Farmers in parts of East Anglia are being encouraged to take part in a reverse auction where they bid for funding to create habitat for turtle doves.
The RSPB will shortly begin testing a new scheme as part of Defra’s Environmental Land Management (ELM) scheme tests and trials process.
Turtle dove numbers have declined by 98% in the UK since 1970, with East Anglia being one of their last remaining haunts.
See also: Outlook 2021: Farm policy and funding
Farmers will need to be very near to or in one of four target areas to be eligible to take part in the auction, which will be split into two bidding rounds.
The target areas are: Hadleigh and Dedham Vale, Suffolk; Stonham Aspal and Gipping Valley, Suffolk; Upper Wensum, Norfolk; and North West Norfolk.

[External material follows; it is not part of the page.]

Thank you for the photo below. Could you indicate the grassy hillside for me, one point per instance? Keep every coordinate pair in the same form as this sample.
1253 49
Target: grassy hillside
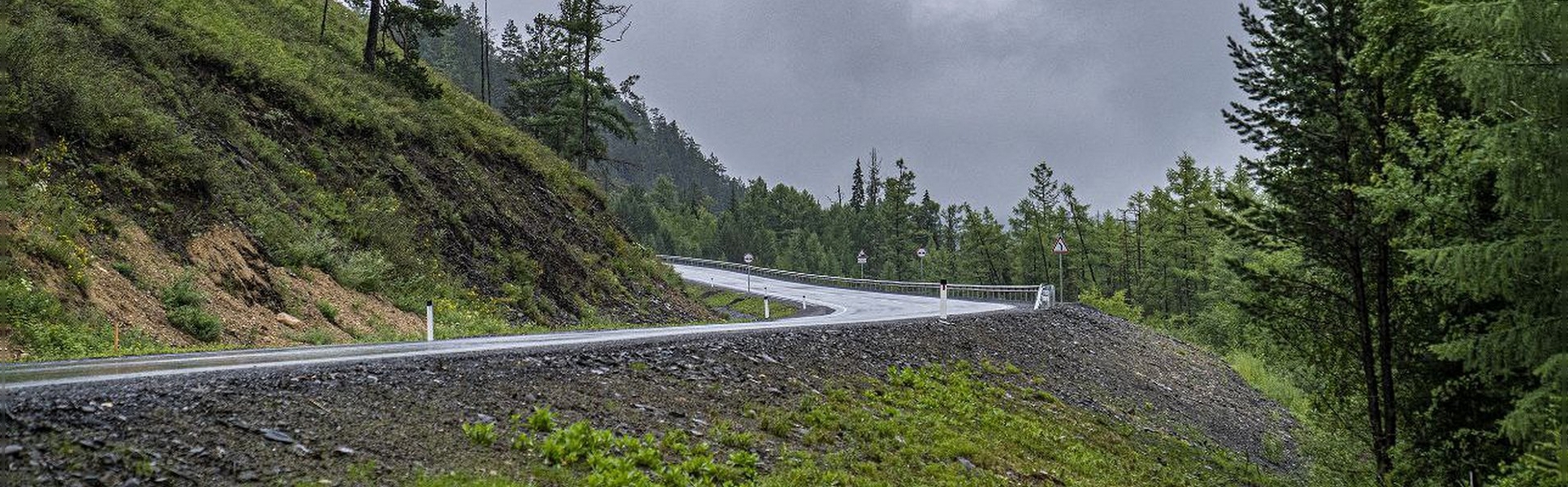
190 170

Potential applicants will need to have nesting habitat suitable for turtle doves – thorny, thick, overgrown hedges or dense scrubland at least 4m wide and 3m high – either on or within 1km of their holding.
Dove feed plots
Funding is being offered to provide turtle dove feed plots in field margins or in blocks and also to create ponds or other water source for birds if none already exist.
The funding for the seed plots will cover the period from Sept 2021 to Sept 2023.
Farmers wanting to access the funding will need to decide on the number and size of feed plots they are willing to create and the price they would be willing to accept for them over the two-year period.
This figure will need to be submitted through the EnTrade website when the auction opens.
Lottie Hill, agri-environmental consultant in the Norwich office of Brown & Co, welcomed the scheme.
But she pointed to the need for farmers to factor in a range of issues when coming up with a price to bid.
Under Countryside Stewardship (CS) it was usually possible to site wild bird food plots on more marginal land or where it was most convenient for the farmer, she said.
But this new scheme is looking for feed plots to ideally be within 300m of the nesting site, so there will be less flexibility in terms of location.
“If you compare the price points of similar options under CS, wild bird seed mixture pays £640/ha and the cultivated areas option pays £532/ha,” she said.
Farmers putting in bids would need to be competitive with the wild bird seed option, although their bids could also reflect that it is only a two-year scheme and include the costs of returning the land back to production afterwards.
“Depending on where the plots are located, I’d want to go in for anything above £640/ha,” she said.
The reverse auction is due to open to applicants in the Hadleigh and Dedham Vale, and Upper Wensum zones on 15 February and will run until 2 March 2021.
A second round will open in June covering the North West Norfolk zone and Stonham Aspal and Gipping Valley in Suffolk.
Further details of the auction are available on the EnTrade website.